We can quote Nike in this respect: just do it! Note, however, that you will have to dispel two popular myths.
- I must not make any mistakes
Create a culture in which mistakes are not penalised: innovation is impossible without failures. Do perform a post-mortem analysis on why something was unsuccessful and what you can learn from it.
- I can only present a perfect product
Do not be afraid to present an imperfect product. Customer discovery and product improvement are central to the whole exercise. Your customer will be pleased to help develop your product.
Disruptive innovation in 4 quotes
We conclude with some provocative quotes by business angel Cedric Donck. Food for thought...
"Disruptive innovation should keep all established companies awake at night. And they need to step out of their comfort zone. People are finally starting to realise this now. French telecom group Orange has joined forces with an insurance group to set up a mobile-only bank. And media company Medialaan recently acquired mobile operator Mobile Vikings. Who would have predicted this three years ago?"
"Everyone is always talking about Amazon or Zalando, but some conventional companies have been engaging in disruptive innovation for decades. IBM sold mainframe computers in the 1970s and personal computers in the '80s and '90s. After that they moved to consulting. In the next four years they will be investing one billion euros in the artificial intelligence of their supercomputer Watson. IBM is sometimes considered a dinosaur, but that's not the case: it's a company that reinvents itself every ten years."
"Some start-ups focus only on increasing their market share without making a profit. That is like playing the lottery. There really is a different way. An internet company such as Immoweb grew steadily in a healthy way without too much fuss in the press. A couple of years ago, German media group Axel Springer, publisher of Bild and Die Welt, paid 130 million euros for a majority stake. Congratulations, is what I say to that. Unfortunately, many journalists only praise start-ups that are raising millions, even if they have no decent business case to show for it. In my opinion, raising money is gaining permission to operate at a loss. Spending someone else's money is hardly something to be proud of. Swedish scientists have recently analysed how start-ups established in 2008 were doing in 2013. The conclusion was that the more capital they had, the less they had achieved five years later. If you have too much money, you start to believe your own story and your own fantasies. If you have little money, you need to listen to your customers very carefully, and that is the best way to achieve success."

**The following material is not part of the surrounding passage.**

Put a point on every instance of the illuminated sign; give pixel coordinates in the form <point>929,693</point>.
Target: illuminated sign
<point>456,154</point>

"Belgium is not doing badly. Big players such as BNP Paribas Fortis are launching internal initiatives, with Home for Innovation one example. Rather than business angels like me, they have more leverage to support their start-ups. The government is also starting to do what it needs to do. The tax shelter for start-ups is a tax scheme to encourage young entrepreneurship. Investors in Belgian start-ups will receive personal income tax benefits. When things are done right, this certainly deserves a mention."